With yesterday’s warmth and first full day of digging dirt on my mind, I see sprightly snowflakes spinning outside right now.
There’s an urgency to get out and do stuff when it’s sunny this time of year. It’s such a gift; we know we can’t take it for granted and say oh I’ll plant that peach tree tomorrow. For tomorrow could be a windy, puffy coat sorta day.

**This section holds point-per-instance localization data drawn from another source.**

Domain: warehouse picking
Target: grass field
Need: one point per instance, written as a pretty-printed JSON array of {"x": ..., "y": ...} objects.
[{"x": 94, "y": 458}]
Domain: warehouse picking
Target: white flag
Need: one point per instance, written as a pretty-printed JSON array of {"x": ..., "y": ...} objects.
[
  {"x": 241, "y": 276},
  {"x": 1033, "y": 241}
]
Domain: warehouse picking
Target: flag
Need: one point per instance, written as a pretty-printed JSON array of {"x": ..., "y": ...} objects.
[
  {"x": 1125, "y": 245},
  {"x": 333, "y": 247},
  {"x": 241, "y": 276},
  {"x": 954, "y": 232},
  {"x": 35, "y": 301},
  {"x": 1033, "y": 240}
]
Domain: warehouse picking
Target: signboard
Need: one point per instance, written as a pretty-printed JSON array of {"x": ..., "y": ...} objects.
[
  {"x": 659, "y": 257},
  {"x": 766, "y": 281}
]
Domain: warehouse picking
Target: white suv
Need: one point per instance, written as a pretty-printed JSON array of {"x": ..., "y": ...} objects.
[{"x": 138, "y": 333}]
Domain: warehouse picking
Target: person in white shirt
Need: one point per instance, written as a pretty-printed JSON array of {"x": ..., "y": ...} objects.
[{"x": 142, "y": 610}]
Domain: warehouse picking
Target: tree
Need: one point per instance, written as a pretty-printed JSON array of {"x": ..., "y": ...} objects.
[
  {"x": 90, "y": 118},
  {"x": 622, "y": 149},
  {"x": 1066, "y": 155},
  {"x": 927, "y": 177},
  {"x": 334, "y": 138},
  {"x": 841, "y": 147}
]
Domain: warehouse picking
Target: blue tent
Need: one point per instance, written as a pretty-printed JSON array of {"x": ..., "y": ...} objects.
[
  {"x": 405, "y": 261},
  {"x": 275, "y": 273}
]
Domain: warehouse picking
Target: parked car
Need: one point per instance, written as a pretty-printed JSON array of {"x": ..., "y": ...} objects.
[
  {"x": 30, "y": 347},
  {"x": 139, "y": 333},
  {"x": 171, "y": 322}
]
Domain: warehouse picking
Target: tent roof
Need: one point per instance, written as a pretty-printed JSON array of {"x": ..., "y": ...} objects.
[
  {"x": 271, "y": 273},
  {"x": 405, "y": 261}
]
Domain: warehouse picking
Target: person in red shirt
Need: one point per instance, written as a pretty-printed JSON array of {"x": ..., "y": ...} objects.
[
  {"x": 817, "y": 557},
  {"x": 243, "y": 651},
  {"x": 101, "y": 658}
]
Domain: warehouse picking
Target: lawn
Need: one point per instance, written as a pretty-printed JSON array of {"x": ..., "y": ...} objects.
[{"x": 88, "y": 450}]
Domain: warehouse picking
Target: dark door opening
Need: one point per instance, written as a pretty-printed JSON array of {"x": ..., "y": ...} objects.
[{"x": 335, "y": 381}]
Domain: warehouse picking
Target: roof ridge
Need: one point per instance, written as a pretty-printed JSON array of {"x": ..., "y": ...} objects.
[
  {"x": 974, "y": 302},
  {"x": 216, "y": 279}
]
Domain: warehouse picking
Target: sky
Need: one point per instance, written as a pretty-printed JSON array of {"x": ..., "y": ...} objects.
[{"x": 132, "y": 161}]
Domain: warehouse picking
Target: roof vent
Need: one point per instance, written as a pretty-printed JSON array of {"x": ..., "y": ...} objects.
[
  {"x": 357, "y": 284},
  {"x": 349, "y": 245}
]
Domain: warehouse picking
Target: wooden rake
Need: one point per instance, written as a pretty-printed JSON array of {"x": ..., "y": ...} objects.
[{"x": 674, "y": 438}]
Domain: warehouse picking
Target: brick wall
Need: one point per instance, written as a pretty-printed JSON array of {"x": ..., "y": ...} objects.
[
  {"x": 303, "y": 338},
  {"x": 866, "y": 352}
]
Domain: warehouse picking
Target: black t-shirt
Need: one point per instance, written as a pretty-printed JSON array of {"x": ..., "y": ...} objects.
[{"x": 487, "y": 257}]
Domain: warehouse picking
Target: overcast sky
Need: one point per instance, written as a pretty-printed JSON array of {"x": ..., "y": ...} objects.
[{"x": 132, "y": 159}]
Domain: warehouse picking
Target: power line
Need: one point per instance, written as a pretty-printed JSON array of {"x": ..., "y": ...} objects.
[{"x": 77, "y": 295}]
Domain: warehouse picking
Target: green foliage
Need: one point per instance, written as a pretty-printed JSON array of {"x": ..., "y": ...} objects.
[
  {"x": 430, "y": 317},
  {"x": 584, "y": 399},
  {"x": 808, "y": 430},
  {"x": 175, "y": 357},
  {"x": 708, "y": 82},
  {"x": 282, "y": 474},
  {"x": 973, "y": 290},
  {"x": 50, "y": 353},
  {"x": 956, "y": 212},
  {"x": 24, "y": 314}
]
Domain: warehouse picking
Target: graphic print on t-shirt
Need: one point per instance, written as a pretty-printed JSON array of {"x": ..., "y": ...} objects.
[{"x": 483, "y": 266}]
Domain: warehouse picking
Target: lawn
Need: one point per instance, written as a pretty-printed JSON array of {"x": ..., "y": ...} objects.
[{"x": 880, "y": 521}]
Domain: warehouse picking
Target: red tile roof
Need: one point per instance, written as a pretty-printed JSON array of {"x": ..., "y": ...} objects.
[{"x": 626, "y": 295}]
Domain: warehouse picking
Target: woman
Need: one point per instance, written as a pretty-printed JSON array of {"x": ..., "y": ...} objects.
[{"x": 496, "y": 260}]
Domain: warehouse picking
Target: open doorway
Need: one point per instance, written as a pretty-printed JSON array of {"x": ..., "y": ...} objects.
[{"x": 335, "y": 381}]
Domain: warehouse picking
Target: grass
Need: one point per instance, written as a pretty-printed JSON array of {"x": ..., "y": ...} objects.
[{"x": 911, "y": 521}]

I’ve been dreaming and planning our outdoor property since we first saw it last summer. There is a different set of rules and challenges for our new stead for we live with deer, coyote, fox and bear to name a few. Gardens need tall fences, chicken coops require intense predator proofing. This is to say a lot of planning and building needs to happen before we can really grow food. I haven’t planted a single seed in the ground yet and it aches a bit. Usually, by now, I at least have my lettuce, peas and arugula reaching out of the soil. Patience, I chant as I pace the back edge of our south-facing property.
Last week I grabbed a shovel and just started digging. I was wearing my street clothes: a skirt, tall boots and spring sweater. At our last home, I dug all of our gardens by hand. By hand! Hours and hours (hundreds?) of pushing a shovel into settled earth. I loved it. I know I could have rented equipment and saved so much time and energy but it was so satisfying to create space for growth, one square foot at a time.
Now I have kids, my days are fuller than ever and efficiency often takes precedence. I will use machines to help make our garden plot and I will still spend time digging one shovel-full at a time when the mood strikes. There’s a supreme connection to everything possible when I dig.
When my shovel sliced through grass, I thought about how this was the first dig of many, many years of digging. My own little groundbreaking ceremony. Ruby was there to cheer and inquire.
Doing, mama?
Getting the ground ready to receive seeds.
Oh. Why, mommy?
So we can grow food for our family. Carrots, beets, lettuce…
and azzberries?!
And raspberries.
The soil looks good. Really good. Missoula valley was full of water a long time ago and soil structure varies greatly from acre to acre. Sometimes it’s clay, sometimes thick with huge rocks. So far, our soil is loamy and dark and as Margot says, Check it out! SO many cute little worms!
We planted a peach tree yesterday, Flamin’ Fury promises loads of fruit. The dude is protected by a little fence until we can get out big fence up. Oh, peach butter, we can’t wait.
We also worked on the expanded coup enclosure for our wee chicks are growing and will join the flock soon. They’ve been rehearsing the Electric Slide hoping to make a good first impression.
Isn’t it amazing that hens lay an egg a day? Soon, we’ll have enough eggs to sell some as well which Margot and Ruby are really looking forward to. They get to keep half of the money to spend as they’d like and the other half goes into the bank. Wonder how many eggs it will take to send my two chickens to college? Maybe we should get a few more hens or hope that Gold lives up to her name.



I am having so much fun planning Easter this year. We are having a neighborhood-wide egg hunt in the field behind our house and I *heard* the Easter bunny might race across the hill. (I am really hoping our friend comes through because I don’t know how convincing I can be at this feat).
Hopefully it won’t be snowing on Sunday but our Montana kids aren’t afraid to rally in whatever weather flies this way.
The snow is really coming down right this minute. Now fat flakes like cotton candy pulls.
Wishing you all a wonderful weekend of fun and celebration.